On raising the dead
People have put a lot of different functions on Jesus these last couple thousand years.
He healed people. He exorcised demons. He forgave sins. He spoke up against evil rulers. He gravitated towards the poor.
I could go on... In the gospels, Jesus did a lot of things. But there’s one thing he did that stands out over and above all of the other things...
Jesus raised the dead.
[Note: At this point, I have to pause. I grew up in a secular, postmodern, rationalistic world. It’s easy for me to be skeptical here because I have a hard time believing that a man named Jesus ACTUALLY snapped his fingers and made dead people come alive again. It behooves me to silence that inner skeptic and allow myself to enter the mystery of this faith - a mystery that people have been enraptured by for thousands of years. I have to tell myself not to be a journalist here but rather to allow myself to trust beyond belief and see what happens.]
In the gospel accounts, I don’t think there was a dead body that Jesus ever encountered that he didn’t raise.
But we seem to breeze over this part of his ministry. Of course, it’s so other-worldly. How can we relate? I mean, I can flip over a table with zeal as Jesus did, but I can’t bring the dead back to life.

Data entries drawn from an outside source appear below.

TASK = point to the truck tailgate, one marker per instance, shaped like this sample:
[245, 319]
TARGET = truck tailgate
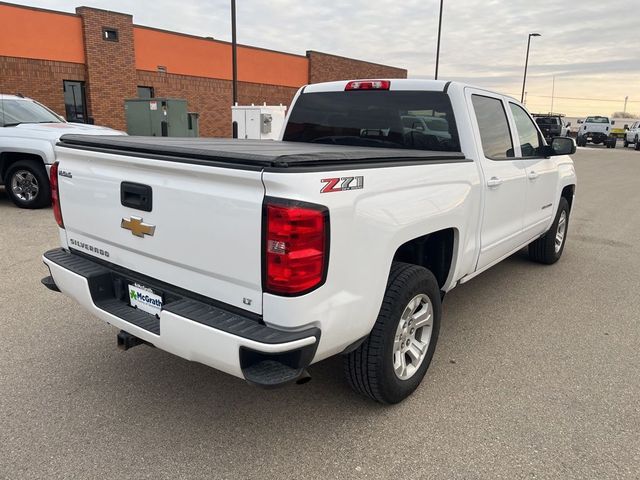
[207, 221]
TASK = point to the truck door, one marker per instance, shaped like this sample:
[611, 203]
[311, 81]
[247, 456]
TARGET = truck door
[542, 173]
[504, 178]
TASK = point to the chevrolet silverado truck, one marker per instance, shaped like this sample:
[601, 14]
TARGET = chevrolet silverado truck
[260, 258]
[632, 136]
[597, 130]
[28, 134]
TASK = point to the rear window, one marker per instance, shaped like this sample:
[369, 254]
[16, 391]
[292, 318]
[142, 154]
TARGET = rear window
[389, 119]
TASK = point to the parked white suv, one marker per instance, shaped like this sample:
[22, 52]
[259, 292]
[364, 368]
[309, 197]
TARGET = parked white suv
[28, 133]
[632, 136]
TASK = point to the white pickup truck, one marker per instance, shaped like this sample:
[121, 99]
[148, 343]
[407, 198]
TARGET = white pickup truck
[596, 129]
[632, 136]
[28, 134]
[260, 258]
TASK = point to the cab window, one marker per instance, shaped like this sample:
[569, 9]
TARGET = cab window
[494, 127]
[528, 136]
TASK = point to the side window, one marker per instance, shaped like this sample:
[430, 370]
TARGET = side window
[494, 128]
[527, 132]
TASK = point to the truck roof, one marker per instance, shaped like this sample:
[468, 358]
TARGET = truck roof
[252, 154]
[399, 84]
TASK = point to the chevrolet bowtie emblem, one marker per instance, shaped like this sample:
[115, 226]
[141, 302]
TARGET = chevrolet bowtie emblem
[137, 227]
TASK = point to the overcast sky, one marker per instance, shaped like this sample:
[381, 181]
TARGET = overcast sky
[590, 46]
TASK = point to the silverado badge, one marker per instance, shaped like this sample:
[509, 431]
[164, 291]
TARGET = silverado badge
[137, 227]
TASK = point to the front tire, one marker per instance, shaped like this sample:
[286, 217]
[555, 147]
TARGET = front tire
[548, 248]
[27, 185]
[391, 362]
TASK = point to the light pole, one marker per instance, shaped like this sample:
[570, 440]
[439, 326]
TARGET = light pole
[234, 65]
[439, 31]
[526, 63]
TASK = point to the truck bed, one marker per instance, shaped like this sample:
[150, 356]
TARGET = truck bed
[255, 154]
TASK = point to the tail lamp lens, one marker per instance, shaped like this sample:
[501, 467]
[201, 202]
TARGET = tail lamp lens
[55, 194]
[296, 244]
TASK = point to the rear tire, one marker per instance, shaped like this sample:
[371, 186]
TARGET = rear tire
[548, 248]
[27, 184]
[385, 367]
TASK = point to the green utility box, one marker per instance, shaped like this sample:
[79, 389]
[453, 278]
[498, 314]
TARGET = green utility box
[160, 117]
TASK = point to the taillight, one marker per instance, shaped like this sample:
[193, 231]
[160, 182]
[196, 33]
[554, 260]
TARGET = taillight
[368, 85]
[55, 194]
[296, 237]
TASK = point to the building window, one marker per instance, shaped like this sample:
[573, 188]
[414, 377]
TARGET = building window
[145, 92]
[75, 101]
[110, 34]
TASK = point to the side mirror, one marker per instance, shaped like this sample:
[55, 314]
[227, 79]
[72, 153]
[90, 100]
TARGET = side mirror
[562, 146]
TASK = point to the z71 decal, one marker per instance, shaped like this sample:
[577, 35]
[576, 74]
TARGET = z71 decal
[342, 184]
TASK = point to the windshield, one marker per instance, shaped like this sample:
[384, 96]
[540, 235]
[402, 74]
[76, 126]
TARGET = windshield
[15, 112]
[547, 121]
[597, 120]
[375, 118]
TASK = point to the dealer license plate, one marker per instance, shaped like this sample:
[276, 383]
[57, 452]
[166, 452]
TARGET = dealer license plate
[144, 299]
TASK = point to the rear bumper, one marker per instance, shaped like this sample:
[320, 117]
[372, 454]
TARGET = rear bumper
[188, 327]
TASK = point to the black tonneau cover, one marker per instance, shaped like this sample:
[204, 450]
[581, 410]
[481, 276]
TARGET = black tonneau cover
[253, 154]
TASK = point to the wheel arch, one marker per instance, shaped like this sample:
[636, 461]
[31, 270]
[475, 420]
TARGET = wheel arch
[436, 251]
[568, 193]
[9, 158]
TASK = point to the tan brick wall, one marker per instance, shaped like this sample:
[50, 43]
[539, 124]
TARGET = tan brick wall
[324, 67]
[211, 98]
[111, 69]
[39, 79]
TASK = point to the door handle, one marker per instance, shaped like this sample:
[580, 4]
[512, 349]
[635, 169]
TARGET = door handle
[494, 182]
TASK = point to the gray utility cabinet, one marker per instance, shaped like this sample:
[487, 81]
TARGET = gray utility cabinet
[160, 117]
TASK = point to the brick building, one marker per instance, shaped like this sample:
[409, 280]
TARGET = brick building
[84, 65]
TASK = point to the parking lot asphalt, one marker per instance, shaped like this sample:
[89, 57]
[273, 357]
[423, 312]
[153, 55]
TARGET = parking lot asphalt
[536, 375]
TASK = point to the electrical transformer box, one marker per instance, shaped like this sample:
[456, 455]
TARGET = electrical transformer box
[160, 117]
[259, 122]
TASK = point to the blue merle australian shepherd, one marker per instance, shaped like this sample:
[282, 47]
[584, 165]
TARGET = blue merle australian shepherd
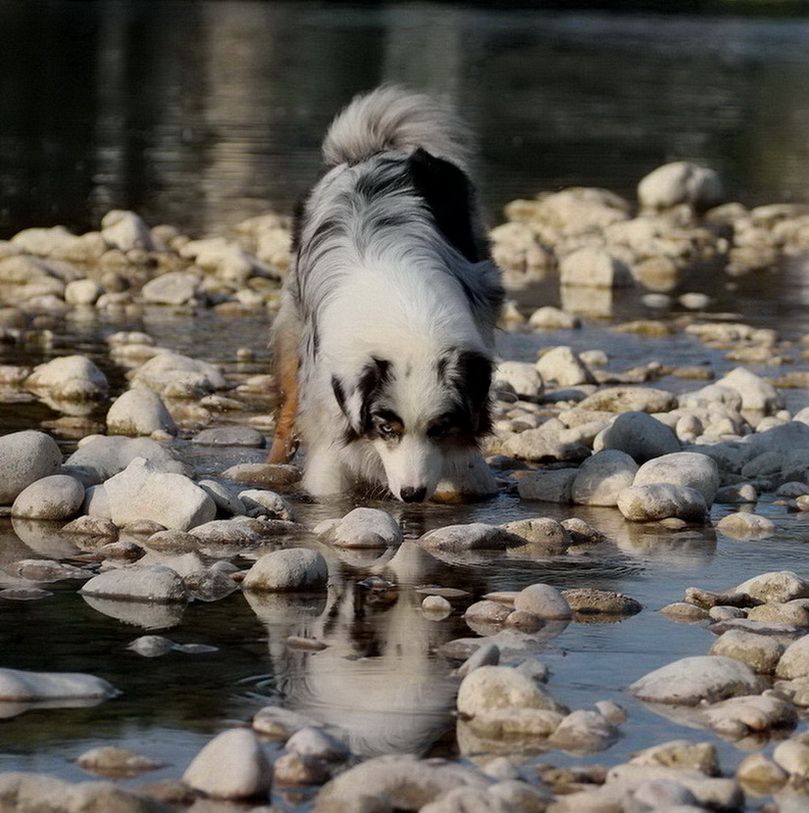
[383, 345]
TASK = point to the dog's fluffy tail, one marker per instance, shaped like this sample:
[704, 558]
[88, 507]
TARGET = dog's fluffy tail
[392, 118]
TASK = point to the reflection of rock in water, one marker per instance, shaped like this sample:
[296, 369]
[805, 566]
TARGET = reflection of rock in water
[378, 679]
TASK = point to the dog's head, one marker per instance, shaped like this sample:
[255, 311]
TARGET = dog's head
[415, 411]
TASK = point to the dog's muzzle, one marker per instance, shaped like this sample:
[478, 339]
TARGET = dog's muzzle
[410, 494]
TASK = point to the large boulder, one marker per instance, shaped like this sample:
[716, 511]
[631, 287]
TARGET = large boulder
[25, 457]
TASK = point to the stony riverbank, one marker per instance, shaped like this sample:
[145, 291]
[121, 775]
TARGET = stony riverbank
[107, 502]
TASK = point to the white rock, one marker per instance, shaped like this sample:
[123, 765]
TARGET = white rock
[395, 782]
[691, 469]
[293, 569]
[562, 365]
[521, 376]
[232, 765]
[82, 292]
[155, 583]
[57, 497]
[794, 663]
[126, 231]
[362, 528]
[142, 491]
[25, 457]
[176, 376]
[475, 536]
[139, 411]
[69, 378]
[260, 502]
[593, 267]
[543, 601]
[757, 393]
[661, 501]
[745, 525]
[174, 288]
[680, 182]
[639, 435]
[22, 686]
[775, 587]
[602, 477]
[689, 681]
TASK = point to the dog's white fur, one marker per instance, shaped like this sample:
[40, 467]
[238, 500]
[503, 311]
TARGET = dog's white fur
[374, 279]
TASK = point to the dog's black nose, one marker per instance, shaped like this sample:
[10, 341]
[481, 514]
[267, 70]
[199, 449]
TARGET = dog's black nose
[410, 494]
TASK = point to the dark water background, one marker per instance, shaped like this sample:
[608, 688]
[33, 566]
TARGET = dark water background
[201, 113]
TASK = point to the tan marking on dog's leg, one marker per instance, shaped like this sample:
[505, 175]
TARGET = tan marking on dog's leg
[285, 443]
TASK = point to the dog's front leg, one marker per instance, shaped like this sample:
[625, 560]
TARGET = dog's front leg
[324, 474]
[466, 475]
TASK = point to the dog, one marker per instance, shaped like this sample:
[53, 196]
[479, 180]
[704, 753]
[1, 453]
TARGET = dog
[383, 343]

I’m starting to see that Jesus didn’t care to help people live their lives “better”. Not directly, anyway. The only checklist for good living we can point to is the sermon on the mount and those are absolutely impossible to follow.
I think Jesus knew that, to them (us), “living a better life” means #winning. It means posting a higher score than our neighbor(s). It means meeting an endless list of useless demands and achieving any number of lifeless pursuits at any expense. It means doing whatever we can to gain favor from people.

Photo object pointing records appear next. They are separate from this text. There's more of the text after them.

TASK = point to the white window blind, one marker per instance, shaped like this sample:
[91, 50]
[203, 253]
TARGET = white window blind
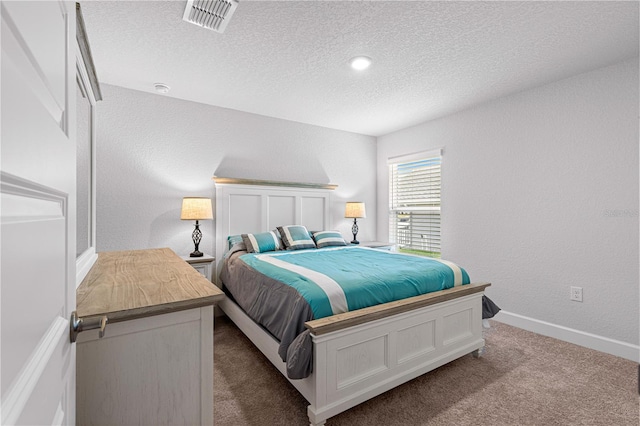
[414, 202]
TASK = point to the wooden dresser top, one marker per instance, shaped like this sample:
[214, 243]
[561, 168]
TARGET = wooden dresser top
[125, 285]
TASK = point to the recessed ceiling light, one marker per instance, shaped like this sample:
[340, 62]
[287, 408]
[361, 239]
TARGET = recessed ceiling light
[161, 88]
[360, 63]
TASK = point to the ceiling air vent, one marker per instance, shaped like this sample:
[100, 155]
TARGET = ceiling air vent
[210, 14]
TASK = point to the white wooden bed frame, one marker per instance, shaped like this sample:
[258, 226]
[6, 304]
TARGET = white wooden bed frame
[360, 354]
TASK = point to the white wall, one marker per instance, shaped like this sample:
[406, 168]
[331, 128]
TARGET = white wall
[153, 150]
[540, 193]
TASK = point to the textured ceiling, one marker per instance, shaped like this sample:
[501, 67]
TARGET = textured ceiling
[289, 59]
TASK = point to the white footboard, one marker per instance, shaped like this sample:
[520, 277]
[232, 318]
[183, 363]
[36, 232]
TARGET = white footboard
[357, 363]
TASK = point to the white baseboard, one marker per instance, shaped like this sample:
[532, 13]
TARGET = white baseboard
[577, 337]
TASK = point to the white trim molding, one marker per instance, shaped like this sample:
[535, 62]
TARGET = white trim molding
[577, 337]
[19, 392]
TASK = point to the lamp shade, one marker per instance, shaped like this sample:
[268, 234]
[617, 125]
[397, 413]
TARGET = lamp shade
[196, 208]
[355, 209]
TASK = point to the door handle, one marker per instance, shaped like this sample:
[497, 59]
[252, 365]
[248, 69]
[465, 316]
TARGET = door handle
[78, 325]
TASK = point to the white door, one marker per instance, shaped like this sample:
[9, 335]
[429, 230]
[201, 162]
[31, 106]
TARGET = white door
[38, 222]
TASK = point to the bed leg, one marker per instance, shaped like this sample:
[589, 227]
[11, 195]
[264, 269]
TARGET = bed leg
[478, 352]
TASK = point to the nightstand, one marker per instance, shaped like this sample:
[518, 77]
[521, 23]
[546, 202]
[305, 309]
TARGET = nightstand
[379, 245]
[203, 264]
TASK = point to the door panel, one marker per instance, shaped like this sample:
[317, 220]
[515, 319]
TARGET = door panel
[37, 188]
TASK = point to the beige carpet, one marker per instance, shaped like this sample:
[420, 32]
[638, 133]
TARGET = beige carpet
[522, 379]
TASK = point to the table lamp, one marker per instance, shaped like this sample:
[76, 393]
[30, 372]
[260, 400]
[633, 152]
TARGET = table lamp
[196, 208]
[355, 210]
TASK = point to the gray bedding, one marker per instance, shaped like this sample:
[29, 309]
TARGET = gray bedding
[278, 308]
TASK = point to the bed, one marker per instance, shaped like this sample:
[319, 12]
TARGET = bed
[361, 353]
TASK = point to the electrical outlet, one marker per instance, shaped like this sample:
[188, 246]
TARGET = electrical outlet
[576, 294]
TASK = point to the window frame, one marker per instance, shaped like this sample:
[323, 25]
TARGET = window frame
[424, 232]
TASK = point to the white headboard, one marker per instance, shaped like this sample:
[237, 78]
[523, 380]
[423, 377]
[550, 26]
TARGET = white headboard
[250, 206]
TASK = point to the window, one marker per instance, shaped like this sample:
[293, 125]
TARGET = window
[414, 203]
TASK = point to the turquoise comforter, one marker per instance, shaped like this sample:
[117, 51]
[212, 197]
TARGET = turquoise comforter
[340, 279]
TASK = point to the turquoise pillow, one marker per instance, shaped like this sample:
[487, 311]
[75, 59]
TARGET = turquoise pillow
[296, 237]
[233, 240]
[260, 243]
[328, 239]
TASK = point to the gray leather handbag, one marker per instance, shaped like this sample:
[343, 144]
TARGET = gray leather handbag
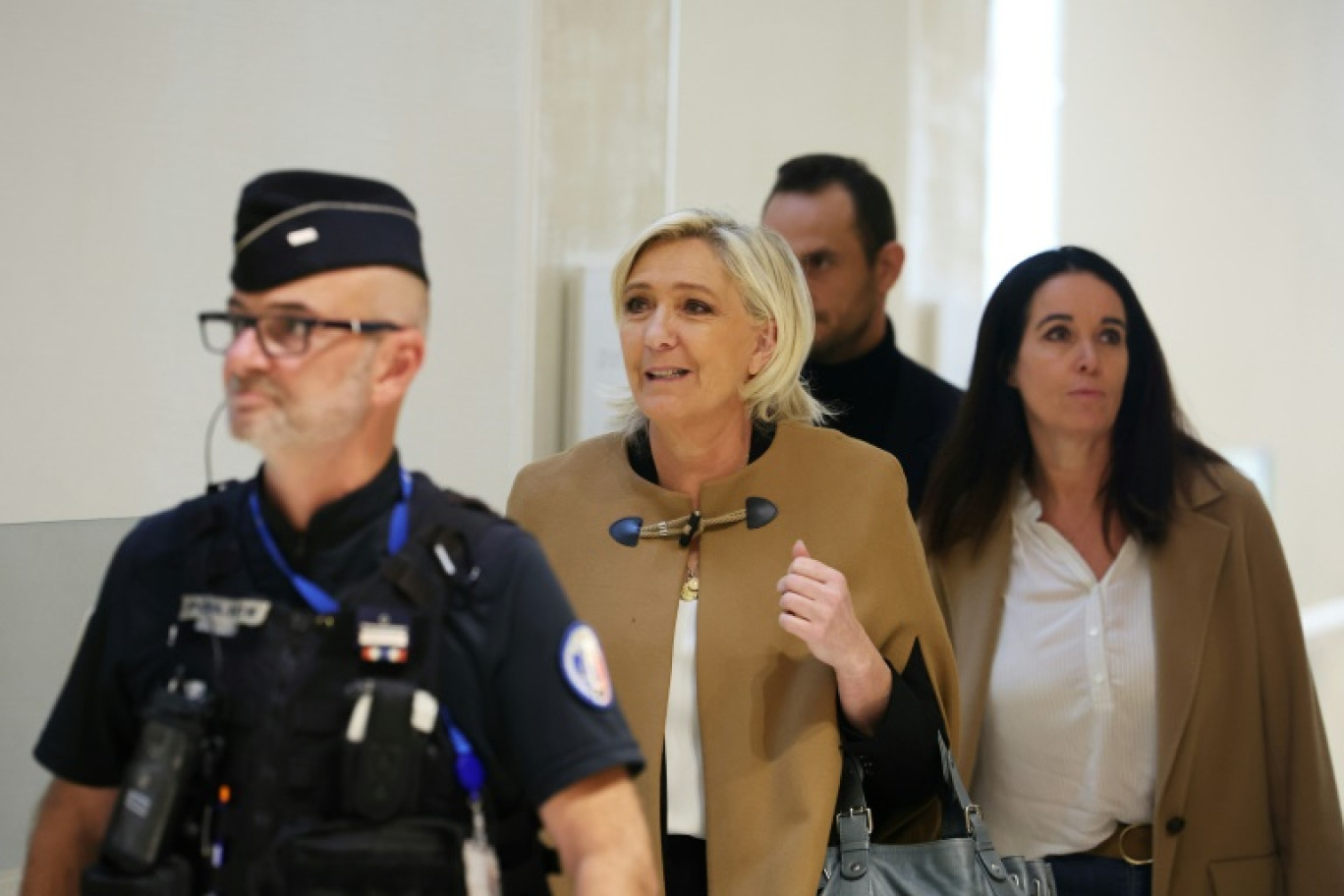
[963, 863]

This is what humans largely mean when we talk of “living our best lives”. And Jesus paid zero mind to it. If that’s our version of a “better life” (and it is), Jesus’s solution is one thing...
Death
(followed by resurrection, of course).
We are to go through the cross because death is the only thing that will end our rotten clinging to this toxic notion we’ve assigned to “life”. True life lives on the other side of that death.
Though Jesus points at physical death, I also think that we can die and rise anew before our physical body does. Maybe in looking back, you can see that this process has been done to you (no, this is not something we can do voluntarily - in order for it to truly be classified as a ‘death’, it must be done to us against our will). Maybe it’s happened more than once.

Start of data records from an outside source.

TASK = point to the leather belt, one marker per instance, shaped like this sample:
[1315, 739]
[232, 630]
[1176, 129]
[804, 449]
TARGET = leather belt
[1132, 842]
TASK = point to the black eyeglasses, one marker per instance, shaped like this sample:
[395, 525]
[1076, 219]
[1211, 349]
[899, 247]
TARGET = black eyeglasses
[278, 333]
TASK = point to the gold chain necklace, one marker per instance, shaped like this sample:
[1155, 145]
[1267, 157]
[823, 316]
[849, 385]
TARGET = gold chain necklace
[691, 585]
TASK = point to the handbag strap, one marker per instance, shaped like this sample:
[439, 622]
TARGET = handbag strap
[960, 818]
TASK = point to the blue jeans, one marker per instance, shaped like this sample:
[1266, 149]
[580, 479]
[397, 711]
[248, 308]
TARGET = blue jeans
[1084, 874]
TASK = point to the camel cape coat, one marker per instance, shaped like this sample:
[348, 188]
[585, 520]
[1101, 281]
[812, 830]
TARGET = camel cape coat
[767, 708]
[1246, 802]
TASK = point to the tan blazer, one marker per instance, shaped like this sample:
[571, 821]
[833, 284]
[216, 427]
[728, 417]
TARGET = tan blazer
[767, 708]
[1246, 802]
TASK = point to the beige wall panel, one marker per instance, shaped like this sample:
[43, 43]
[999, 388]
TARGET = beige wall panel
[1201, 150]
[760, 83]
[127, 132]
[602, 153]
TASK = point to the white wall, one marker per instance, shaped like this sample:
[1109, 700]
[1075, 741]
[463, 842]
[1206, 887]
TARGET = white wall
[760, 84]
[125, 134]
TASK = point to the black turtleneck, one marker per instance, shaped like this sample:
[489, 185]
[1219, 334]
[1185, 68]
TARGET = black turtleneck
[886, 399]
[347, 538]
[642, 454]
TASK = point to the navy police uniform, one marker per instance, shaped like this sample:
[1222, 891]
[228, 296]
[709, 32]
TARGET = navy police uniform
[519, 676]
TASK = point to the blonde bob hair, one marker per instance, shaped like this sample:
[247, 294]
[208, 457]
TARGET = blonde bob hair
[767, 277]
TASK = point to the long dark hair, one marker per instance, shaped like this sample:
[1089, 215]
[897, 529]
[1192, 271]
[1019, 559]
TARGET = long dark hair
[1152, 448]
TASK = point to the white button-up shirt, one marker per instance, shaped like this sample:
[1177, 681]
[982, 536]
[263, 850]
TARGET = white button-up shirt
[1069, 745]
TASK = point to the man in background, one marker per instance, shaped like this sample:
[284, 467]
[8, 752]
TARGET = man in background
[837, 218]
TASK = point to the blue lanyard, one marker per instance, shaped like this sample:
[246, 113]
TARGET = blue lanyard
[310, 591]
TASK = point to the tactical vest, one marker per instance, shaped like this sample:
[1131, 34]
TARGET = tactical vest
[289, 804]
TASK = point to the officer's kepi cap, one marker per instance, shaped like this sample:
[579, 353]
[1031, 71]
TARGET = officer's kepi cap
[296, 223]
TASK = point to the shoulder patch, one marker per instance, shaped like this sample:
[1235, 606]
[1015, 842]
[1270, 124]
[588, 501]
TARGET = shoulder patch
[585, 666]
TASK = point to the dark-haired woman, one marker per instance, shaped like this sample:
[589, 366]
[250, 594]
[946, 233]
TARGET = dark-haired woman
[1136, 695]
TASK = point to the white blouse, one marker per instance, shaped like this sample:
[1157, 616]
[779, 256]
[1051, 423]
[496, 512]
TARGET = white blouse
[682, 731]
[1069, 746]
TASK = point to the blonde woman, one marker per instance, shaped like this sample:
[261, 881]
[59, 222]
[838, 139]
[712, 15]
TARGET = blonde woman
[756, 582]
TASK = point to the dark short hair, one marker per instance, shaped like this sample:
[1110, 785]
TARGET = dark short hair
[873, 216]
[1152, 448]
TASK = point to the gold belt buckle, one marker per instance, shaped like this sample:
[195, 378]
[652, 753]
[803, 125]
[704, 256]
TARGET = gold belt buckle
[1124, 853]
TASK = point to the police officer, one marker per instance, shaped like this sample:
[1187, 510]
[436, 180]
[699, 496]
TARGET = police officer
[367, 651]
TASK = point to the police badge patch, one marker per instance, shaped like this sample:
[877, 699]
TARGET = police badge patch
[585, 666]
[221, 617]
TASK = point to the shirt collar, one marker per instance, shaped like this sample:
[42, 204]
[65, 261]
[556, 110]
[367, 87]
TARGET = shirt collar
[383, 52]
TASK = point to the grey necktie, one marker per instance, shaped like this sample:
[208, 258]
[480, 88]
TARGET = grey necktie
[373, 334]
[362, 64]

Anyhow, as I was saying earlier...
Jesus has long been a lot of things to a lot of people. He’s been a charismatic healer, a movement starter, a left-wing political activist, a gun-toter, a free-speecher, a tantric sexpert, an iron-fisted moral police officer, a gavel-wielding judge, a moral exemplar, a life coach... I could go on (and on).
But I think it behooves us to focus on his main theme:
Death and resurrection.
As much as I think I know what my “best life” looks like, I also know that I’ve proven myself wrong in the life-improving department more times than I care to admit. I must allow myself to die before I die, so to speak.
This is what Christ does in my life. In baptism, I am drowned and resurrected in Christ. It’s not a one-time thing. It’s an eternity thing. In baptism, I have died and been reborn in Christ anew every single time I consider it.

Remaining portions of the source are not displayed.